Transporte pela hidrovia está quase parado

Correio do Estado 31/10/2007

O transporte de minério, produtos agrícolas e animais pela Hidrovia do Paraguai já chegou ao seu limite (calado de seis pés, ou 1,80 metro), devido à prolongada estiagem que ocorre em toda a bacia. Os comboios estão descendo o rio, em direção aos portos da Argentina, com 60% de cargas em chatas com capacidade para 1,5 mil toneladas.

Além das restrições do rio, o frete caiu até 50% porque as embarcações estão abastecendo com óleo diesel brasileiro. As grandes empresas importam o combustível da Argentina, que custa R$ 0,75 o litro, enquanto o nacional, em Corumbá, é comercializado a R$ 2,20. O transporte do produto também está sendo inviabilizado pelo baixo calado.

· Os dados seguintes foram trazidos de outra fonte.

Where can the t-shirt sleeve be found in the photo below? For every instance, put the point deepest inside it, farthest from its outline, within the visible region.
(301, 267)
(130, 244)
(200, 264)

Os operadores e a Capitania Fluvial do Pantanal estimam que o transporte pela hidrovia se normalize até o final de novembro, com o nível do Rio Paraguai dando sinais de recuperação no alto Pantanal (Cáceres, MT). Do dia 26 para cá, a régua que mede o volume de água na calha apontou 10 centímetros positivos, enquanto em Ladário a queda foi de 5 centímetros.

Ontem, o Rio Paraguai em Ladário media 1,02 metro, nível bem abaixo da mesma data em 2006: 2,90 metros. Naquele ano, a marca mínima foi de 2,16 metros no mês de novembro. Em 2005, o transporte fluvial enfrentou situação semelhante à atual, com o nível do rio chegando a 0,88 metro. Na última semana, a queda foi menos acentuada.